O crime organizado encontrou espaço para se estruturar, crescer e se tornar um dos maiores empregadores em Foz, cidade localizada em uma região com enorme potencial turístico por causa das Cataratas do Iguaçu, do Parque Nacional, da Tríplice Fronteira e da Usina de Itaipu. Além disso, está na terceira região mais rica do Paraná, atrás apenas de Curitiba e o Norte do estado. "Uma moderna base produtiva agropecuária tem sido capaz de compatibilizar uma agricultura pautada em mão de obra familiar e um alto desempenho produtivo. Essa mesorregião ocupa o primeiro lugar no ranking estadual de vários dos principais produtos da pauta paranaense, a exemplo de soja, milho, aves, suínos e leite", resume o trecho de um estudo regional do Instituto Paranaense de Desenvolvimento Econômico e Social (Ipardes).

Toda essa riqueza não tem sido suficiente para evitar que o contrabando e o crime organizado se espalhem por cidades como Guaíra e pelos municípios à beira dos 170 km do Lago de Itaipu, que fazem divisa com o Paraguai. "O clima é de intranquilidade.

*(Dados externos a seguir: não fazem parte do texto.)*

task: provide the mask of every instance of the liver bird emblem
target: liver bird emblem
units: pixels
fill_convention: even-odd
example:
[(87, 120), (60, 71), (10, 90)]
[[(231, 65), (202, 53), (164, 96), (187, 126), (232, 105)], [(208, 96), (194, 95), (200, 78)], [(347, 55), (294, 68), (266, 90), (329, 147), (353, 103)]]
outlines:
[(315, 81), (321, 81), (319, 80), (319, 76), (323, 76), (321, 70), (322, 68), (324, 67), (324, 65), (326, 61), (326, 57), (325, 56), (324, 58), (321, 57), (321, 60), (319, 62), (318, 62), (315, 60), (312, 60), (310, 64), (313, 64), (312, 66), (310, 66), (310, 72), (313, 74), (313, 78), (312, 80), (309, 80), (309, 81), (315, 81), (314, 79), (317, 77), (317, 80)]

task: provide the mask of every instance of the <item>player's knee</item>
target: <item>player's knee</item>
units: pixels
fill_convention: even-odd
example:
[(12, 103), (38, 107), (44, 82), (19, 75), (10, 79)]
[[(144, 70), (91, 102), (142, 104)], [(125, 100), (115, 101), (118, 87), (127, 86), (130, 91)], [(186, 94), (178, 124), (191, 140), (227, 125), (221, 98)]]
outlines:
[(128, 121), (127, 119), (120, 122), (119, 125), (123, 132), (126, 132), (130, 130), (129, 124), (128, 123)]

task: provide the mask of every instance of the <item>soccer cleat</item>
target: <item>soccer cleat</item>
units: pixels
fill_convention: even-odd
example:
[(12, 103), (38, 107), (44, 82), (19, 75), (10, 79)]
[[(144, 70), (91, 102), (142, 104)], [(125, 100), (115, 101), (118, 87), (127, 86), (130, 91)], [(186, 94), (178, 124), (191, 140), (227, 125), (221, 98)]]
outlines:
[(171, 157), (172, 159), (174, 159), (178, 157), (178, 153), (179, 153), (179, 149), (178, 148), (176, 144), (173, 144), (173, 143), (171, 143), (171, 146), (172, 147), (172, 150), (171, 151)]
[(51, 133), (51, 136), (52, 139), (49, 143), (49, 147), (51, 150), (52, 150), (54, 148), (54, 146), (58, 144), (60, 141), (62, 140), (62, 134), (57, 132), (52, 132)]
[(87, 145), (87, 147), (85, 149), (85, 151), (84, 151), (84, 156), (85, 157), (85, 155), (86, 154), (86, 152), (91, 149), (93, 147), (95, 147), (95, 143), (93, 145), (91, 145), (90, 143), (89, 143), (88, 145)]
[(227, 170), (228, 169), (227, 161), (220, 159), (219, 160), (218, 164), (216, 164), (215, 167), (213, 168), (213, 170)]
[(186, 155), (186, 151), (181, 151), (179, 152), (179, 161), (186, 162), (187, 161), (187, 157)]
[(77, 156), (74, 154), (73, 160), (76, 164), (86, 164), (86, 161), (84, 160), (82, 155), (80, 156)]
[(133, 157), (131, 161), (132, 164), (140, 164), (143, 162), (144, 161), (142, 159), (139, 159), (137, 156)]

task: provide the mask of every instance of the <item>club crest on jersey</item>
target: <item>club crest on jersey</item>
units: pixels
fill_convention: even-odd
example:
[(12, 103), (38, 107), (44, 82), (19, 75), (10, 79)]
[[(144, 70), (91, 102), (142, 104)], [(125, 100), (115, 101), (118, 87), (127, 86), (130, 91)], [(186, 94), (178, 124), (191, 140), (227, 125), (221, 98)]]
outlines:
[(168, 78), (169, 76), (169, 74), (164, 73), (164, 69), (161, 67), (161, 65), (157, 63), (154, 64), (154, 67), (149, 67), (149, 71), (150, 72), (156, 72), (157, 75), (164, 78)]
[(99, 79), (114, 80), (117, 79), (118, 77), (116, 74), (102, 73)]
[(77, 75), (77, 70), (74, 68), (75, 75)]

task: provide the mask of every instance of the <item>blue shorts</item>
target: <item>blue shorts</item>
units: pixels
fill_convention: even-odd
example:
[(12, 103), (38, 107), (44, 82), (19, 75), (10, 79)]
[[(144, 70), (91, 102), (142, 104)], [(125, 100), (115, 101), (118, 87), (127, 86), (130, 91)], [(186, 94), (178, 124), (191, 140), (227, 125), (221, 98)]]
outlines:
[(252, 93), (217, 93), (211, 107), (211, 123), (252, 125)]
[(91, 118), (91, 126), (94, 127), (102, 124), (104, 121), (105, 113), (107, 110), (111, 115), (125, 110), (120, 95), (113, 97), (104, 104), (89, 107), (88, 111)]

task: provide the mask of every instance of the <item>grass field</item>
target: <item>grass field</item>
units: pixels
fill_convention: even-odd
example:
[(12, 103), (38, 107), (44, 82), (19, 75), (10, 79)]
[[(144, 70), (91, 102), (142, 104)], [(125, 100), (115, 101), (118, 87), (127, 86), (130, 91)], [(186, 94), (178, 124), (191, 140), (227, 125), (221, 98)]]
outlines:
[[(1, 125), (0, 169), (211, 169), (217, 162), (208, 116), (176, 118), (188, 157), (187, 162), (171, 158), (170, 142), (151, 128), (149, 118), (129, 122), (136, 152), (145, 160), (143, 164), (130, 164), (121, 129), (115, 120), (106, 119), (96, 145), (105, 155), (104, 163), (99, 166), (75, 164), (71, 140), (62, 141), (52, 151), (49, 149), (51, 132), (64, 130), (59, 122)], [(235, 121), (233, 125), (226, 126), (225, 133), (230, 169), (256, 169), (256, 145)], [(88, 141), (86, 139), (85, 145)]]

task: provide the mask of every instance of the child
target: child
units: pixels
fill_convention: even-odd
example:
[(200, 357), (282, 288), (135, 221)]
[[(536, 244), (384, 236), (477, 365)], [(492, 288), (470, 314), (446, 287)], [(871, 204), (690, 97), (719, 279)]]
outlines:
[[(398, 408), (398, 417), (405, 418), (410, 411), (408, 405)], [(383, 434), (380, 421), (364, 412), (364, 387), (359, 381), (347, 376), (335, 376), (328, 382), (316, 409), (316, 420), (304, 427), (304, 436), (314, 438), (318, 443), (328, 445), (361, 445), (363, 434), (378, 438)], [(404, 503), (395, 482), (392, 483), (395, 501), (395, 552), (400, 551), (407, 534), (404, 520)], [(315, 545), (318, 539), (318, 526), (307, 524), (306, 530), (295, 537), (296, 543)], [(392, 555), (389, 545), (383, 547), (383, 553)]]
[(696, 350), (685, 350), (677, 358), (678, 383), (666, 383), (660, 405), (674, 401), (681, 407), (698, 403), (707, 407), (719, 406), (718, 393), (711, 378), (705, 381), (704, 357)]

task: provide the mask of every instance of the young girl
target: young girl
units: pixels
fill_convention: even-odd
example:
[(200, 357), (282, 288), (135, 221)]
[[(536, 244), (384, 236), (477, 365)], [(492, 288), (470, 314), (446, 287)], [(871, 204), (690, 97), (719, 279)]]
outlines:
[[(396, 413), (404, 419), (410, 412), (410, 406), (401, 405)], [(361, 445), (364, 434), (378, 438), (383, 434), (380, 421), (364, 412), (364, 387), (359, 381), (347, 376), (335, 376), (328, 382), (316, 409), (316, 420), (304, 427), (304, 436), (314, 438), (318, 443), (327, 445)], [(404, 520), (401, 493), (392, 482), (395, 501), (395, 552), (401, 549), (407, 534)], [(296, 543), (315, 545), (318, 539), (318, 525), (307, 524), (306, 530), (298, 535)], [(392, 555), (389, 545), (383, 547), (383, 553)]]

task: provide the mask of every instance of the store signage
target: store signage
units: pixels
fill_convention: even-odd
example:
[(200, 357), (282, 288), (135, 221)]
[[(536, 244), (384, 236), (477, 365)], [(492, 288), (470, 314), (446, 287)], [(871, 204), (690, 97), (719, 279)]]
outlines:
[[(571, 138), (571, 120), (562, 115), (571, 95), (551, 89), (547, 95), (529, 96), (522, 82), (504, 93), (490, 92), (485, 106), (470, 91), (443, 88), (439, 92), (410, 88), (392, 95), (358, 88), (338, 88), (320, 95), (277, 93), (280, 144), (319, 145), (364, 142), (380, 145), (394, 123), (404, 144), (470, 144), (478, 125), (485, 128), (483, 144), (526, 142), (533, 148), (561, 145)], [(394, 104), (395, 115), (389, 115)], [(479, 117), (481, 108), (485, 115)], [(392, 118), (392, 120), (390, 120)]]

As pessoas acabam deixando de fazer coisas", afirma o coordenador Khaled Nakka, da Coor­­­denadoria das As­­sociações Co­­merciais e Empresariais do Oeste do Paraná (Caciopar), sobre a crescente violência na região.

Duas das três principais de­­mandas da população da região são relacionadas ao tráfico e ao contrabando, segundo levantamento do Instituto Paraná Pesqui­­sas feito com exclusividade para a Gazeta do Povo. O item "segurança pública" foi citado por 49% dos entrevistados, seguido de "saúde" com 47%, e drogas, com 23%.

Uma política eficiente de repressão, aliada à criação de novas oportunidades de emprego, é um dos principais desafios para que o tráfico e contrabando não cresçam ainda mais nas cidades ao longo da fronteira com o Paraguai. "O sonho é dobrar o efetivo que tenho hoje", revela Pierre. "Intenção de sair [do crime] eu tenho, mas é difícil. Assalariado, eu não tiro o que ganho aqui", lamenta Felipe.